I was looking at what an observer at Alpha Centauri would make of the ship approaching. (It is the observer that determines what is "reality") The relative motion of Earth would be irrelevant. The approaching ship would be observed at a half light year away before it would be observed one light year away. From the position of the observer at Alpha Centauri this would mean that either the ship was moving away from Alpha Centauri toward Earth or it was traveling backwards in time. Either that or we need to make some major amendments to the theory of relativity.
"Hello, Houston, no problem! We can see you!"

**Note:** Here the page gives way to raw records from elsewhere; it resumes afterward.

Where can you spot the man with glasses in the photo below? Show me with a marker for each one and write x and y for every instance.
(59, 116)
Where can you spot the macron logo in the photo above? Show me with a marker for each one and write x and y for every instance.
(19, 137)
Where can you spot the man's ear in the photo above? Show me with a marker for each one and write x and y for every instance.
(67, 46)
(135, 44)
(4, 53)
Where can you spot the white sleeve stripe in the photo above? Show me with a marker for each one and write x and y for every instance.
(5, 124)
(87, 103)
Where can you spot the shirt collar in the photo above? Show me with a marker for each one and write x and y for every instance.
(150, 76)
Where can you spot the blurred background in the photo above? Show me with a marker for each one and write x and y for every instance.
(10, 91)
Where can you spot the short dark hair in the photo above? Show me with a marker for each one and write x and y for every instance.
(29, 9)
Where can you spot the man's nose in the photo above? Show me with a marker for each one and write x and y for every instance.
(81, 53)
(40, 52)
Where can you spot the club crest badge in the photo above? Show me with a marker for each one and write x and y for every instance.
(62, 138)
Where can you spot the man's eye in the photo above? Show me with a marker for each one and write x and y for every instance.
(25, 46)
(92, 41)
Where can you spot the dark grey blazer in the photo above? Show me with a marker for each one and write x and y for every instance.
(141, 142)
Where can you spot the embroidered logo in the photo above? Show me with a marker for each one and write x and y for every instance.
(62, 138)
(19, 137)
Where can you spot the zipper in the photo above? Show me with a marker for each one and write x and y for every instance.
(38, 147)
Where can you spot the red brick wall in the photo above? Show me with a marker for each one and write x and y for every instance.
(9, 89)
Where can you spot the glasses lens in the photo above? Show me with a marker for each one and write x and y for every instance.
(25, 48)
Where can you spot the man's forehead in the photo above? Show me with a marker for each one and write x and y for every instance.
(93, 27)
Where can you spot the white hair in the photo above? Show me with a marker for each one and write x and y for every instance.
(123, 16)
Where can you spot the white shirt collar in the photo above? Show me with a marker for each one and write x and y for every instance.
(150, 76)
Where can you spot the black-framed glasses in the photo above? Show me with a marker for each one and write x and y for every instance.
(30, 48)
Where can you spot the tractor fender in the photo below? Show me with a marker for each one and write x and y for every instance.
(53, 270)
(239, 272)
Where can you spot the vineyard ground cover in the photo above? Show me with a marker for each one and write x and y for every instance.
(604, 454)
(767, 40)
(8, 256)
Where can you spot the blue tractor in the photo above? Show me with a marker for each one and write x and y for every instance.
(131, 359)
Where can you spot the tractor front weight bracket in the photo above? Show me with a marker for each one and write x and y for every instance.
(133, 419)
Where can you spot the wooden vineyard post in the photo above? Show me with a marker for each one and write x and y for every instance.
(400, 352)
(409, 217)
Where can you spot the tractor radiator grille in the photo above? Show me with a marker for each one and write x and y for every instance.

In the specific case of a ship using the Alcubierre drive, the ship will be observed as arriving after any photon reflected by it during its journey. However, as Bomb#20 says, the ship will be fast behind the photons, so that the ship will arrive immediately after the photons, and indeed all the photons reflected towards the observer on Alpha, by the ship during the trip, will arrive within a very short interval immediately before the ship. Anybody looking with their own eyes would just see the ship appearing suddenly out of nowhere. The film of the approach of the ship taken by an impossibly high-speed camera would show, if displayed at very low speed, the ship travelling in the right direction from the Earth to Alpha, leaving the Earth first, then moving towards Alpha and then docking on Alpha, only all this "incredibly" fast, broadly in the blink of an eye if shown in real time. No problem with causality.
Depending on how it would be done precisely, you may also have a photon trailer behind the ship. Photons coming from the Earth this time, but swept behind the ship so that, from Alpha, you'd get to see the Earth as if it was just a few months or even a few days ago, and this at least for a few seconds or hours. Again, on film, it would all look in good "order", i.e. first a four-year old Earth, then a progressively younger Earth, until you'd see very nearly the Earth as it is on the moment, and then back again with a progressively older Earth, possibly very quickly, and back to the four-year old view of it. This only on film. Looking with your eyes, you would see nothing at all except the ship itself.
No only that, but the film would make the Earth looks as if it would be itself coming closer to Alpha, in proportion so to speak of it's apparent age. So, the Earth would seem as if it was coming to Alpha, somewhat before and behind the arrival of the ship. Immediately before and after the docking of the ship, you would have a view of the Earth at the time of the departure of the ship from the Earth, i.e. at very nearly that of its arrival on Alpha. No only that, but the Earth itself, or at least a good chunk of the departure area, would look as if it had also come to Alpha, if only for a very brief moment, and only visible on film.
Time to say, "Hello, Houston, we can see you!"
We could use this to communicate in real-time. Perhaps less expensive than moving actual ships.